Autor : Orvelion Research TeamActualizado el 19 de julio de 2026

El 29 de abril de 2025 el TJUE declaró ilegal el programa de ciudadanía por inversión de Malta (asunto C-181/23). Malta lo derogó el 24 de julio de 2025. Las ciudadanías concedidas se mantienen, pero el pasaporte ya no se obtiene por inversión fija. Queda la residencia permanente vía MPRP y una naturalización discrecional por mérito sin importe fijo.

El razonamiento del Tribunal importa tanto como su fallo. Sostuvo que un Estado miembro no puede hacer su nacionalidad —y con ella la ciudadanía de la UE y la libre circulación por la Unión— disponible a cambio de pagos o inversiones predeterminados. La ciudadanía, a juicio del Tribunal, se basa en un vínculo real entre una persona y un Estado, no en una transacción comercial. Por eso la sentencia alcanzó específicamente al programa maltés: estaba estructurado como una ciudadanía por inversión con una contribución fija, y es esa estructura la que el Tribunal consideró incompatible con el Derecho de la UE.

El calendario práctico es corto y firme. La sentencia llegó el 29 de abril de 2025; Malta derogó el programa el 24 de julio de 2025 mediante la Ley n.º XXI de 2025. Desde entonces no hay solicitud que presentar: el mecanismo que permitía obtener un pasaporte maltés —y por tanto europeo— por una inversión definida ya no existe. Cualquier oferta que vea hoy prometiendo un pasaporte maltés por una suma fija describe una vía cerrada por ley.

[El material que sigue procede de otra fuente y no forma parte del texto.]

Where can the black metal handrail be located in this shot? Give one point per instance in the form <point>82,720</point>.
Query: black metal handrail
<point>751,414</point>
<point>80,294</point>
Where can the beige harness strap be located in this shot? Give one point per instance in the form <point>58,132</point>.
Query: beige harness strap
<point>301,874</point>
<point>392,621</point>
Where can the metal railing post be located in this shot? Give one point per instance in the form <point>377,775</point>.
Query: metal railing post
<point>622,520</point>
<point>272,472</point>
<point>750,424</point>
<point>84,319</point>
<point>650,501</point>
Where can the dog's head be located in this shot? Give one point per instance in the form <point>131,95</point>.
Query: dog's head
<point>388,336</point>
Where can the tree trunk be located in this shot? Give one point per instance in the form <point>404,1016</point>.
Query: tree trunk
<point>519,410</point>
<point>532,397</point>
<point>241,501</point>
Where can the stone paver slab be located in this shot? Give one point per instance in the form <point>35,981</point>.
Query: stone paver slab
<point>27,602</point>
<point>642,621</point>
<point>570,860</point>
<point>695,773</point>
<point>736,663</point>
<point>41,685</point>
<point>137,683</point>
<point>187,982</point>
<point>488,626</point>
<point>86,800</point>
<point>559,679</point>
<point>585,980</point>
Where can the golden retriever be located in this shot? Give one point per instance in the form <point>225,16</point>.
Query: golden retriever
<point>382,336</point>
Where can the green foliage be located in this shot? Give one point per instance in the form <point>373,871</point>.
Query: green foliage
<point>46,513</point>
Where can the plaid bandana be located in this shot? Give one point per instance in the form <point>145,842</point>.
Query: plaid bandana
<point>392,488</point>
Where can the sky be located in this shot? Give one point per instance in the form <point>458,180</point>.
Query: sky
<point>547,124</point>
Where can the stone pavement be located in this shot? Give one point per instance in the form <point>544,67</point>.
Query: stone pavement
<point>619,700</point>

Lo que la sentencia no hizo fue deshacer el pasado. Las ciudadanías ya concedidas antes de la derogación siguen siendo válidas; quienes las obtuvieron conservan su estatus y su pasaporte. La sentencia rige lo que Malta puede ofrecer en adelante, no una revocación retroactiva. Si ya tiene la ciudadanía maltesa, nada de esto cambia su situación; pero si contaba con el programa como opción futura, esa opción ha desaparecido.

Quedan dos vías legales, y conviene no confundirlas con lo perdido. Malta mantiene el MPRP, que concede residencia permanente —el derecho a vivir en Malta y circular por el espacio Schengen— pero no la ciudadanía ni un pasaporte. Por separado, Malta conserva una naturalización discrecional por mérito, sin importe fijo ni tarifa de inversión; no es una vía comprable y no debe comercializarse como tal. Y si un pasaporte de la UE es de verdad su objetivo, la comparación honesta pasa ahora por programas de residencia primero en otros Estados miembros: un golden visa portugués o griego puede, tras años de residencia real, llevar a la naturalización, pero a su ritmo y condiciones, no por un atajo maltés. Confirme las condiciones vigentes de cualquiera de ellas con la autoridad gubernamental competente antes de planificar.